I stood at the edge of the camp, watching as the troops approached.
A swarming mass of dread was coiling itself in my stomach, and I nervously twirled a strand of my ridiculous hair.
Then, right when I had to get everyone to take women seriously, I looked like I was a rejected Barbie prototype. It was safe to say I was a little troubled.
The triumphant cheers and thundering horses grew nearer, and I steeled my nerves.
I had an important job to do. I had people counting on me.
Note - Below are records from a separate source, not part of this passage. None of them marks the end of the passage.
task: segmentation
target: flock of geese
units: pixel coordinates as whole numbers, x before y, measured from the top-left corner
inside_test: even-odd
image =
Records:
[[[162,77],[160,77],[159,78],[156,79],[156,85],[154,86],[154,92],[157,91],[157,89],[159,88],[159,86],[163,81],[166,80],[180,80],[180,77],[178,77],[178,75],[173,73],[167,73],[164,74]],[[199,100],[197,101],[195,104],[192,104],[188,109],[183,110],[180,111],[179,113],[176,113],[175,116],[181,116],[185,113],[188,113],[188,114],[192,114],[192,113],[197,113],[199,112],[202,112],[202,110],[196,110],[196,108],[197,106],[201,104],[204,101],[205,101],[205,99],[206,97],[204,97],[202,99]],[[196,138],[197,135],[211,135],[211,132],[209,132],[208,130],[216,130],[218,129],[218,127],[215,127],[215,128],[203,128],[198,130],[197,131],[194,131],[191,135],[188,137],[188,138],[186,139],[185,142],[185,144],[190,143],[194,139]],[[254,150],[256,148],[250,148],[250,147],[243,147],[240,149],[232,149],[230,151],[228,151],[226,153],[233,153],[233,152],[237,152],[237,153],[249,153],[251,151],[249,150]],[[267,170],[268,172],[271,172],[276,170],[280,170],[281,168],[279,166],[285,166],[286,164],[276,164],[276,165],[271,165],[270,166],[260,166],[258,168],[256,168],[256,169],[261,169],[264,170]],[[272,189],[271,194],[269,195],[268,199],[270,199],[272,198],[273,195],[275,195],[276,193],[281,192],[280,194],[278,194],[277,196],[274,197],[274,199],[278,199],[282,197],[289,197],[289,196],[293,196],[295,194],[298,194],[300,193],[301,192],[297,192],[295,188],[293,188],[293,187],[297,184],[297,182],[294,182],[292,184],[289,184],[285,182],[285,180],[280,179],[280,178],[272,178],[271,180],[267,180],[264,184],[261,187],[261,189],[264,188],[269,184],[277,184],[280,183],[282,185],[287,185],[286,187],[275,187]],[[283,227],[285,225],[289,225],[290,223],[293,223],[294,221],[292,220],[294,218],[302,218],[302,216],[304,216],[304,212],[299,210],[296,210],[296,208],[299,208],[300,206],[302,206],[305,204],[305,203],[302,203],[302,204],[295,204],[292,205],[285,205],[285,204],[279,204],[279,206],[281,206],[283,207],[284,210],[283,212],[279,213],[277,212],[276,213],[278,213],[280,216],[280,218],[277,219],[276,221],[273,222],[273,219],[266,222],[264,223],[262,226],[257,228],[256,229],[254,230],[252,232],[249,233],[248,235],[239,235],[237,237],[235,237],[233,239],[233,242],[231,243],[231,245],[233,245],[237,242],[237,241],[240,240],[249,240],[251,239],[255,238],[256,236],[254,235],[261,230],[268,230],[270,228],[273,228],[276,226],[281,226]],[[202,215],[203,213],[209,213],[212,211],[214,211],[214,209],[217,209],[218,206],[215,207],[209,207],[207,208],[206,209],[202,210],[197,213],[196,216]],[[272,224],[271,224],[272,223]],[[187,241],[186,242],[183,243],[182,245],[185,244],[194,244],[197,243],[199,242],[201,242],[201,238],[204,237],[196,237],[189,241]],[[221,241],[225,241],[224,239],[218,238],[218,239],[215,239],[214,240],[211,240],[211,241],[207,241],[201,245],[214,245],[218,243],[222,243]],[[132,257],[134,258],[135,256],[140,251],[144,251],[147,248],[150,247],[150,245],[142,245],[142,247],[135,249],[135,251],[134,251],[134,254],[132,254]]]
I couldn’t let my hair get in the way.
I saw Destroyer before I looked up to see Lucifer, the setting sun creating a halo around his golden hair.
In one hand he was hoisting Hell’s flag triumphantly, and the other he raised in a glorified fist.
They rode through the camp, spirits high, before leaving their horses to the makeshift stables and dispersing to get out of their armor before the night’s booze fest.
I stood a few paces from Lucifer’s huge black tent, so when he walked back he quickly caught sight of me.
“Commander?” he asked incredulously, with an amused and surprised expression easy to see through the blood caked on him.
“Yes.” I replied, “I was wondering if I could discuss something with you.”
He walked into the tent, gesturing for me to follow.
I tried to figure out what I was going to say as I walked through the flap, knowing full well the gravity of the situation. I had to get it right.
“Speak your mind.” Lucifer smirked, pulling off one of his gauntlets.
“Recently, an issue was brought to my attention.” I began, “And I thought to consult you.”
“Does this have anything to do with…that?” he asked, gesturing to my hair.
I cursed silently before continuing.
“Actually, no. It’s about the women in our forces.”
Lucifer looked somewhat sheepish.
“Who’s pregnant this time?”
I tried not to stare at him.
“Nobody. As far as I know.” I said quickly, “Wait…have you been..?”
“Old habits die hard.”
I resisted the urge to roll my eyes, watching as he sat down on a cot and worked at his other gauntlet.
“Well, that’s not the issue, for now.” I sighed, “I received word that I was the only woman allowed to fight.”
Lucifer looked at me expectantly, as if waiting for me to continue.
I folded my arms.
“Doesn’t that strike you as a problem?”
He took off the plates on his shoulders, yawning.
I glared at him, halfway between annoyance and exasperation.
“Well, is there even a legitimate reason for why they can’t fight?”
Lucifer hoisted off more of his armor like it was a shirt, baring his torso.
“It’s the way things have always been.” He replied, leaning back and stretching his neck, “The men fight. The women have their own place on the battlefield.”
“Mercy duty?” I asked, eyes narrowed.
“Yes. As well as managing the camps, the infirmaries, feeding the troops –“
“Are you kidding me?” I shot back, “Why can’t men do those things?”
“We’re too busy fighting.” He offered, “We can’t do everything.”
“Then let the women fight!”
“Why?” Lucifer asked, watching me with a remote curiosity.
He started working at pulling off an armored boot.
“We have an image to maintain. What would Purgatory think if we made our women fight? They would think us cowards.”
“Do you care more about what they think or about actually winning this war?” I asked incredulously, “Your male troops can’t keep fighting forever. Use the auxiliary forces and give them a rest.”
“I have my pride.” He said simply, “And I will not have my name defaced.”
“Then…I won’t fight.” I replied, my voice quiet, “Even once I get better. If you think a woman doesn’t belong on the battlefield…then who am I to fight?”
Lucifer looked considerably stunned.
“You do remember I own your soul.”
All too well.
There was a moment of silence as Lucifer watched me, holding his bloodied boot.
“And that I can consume your soul whenever I please?”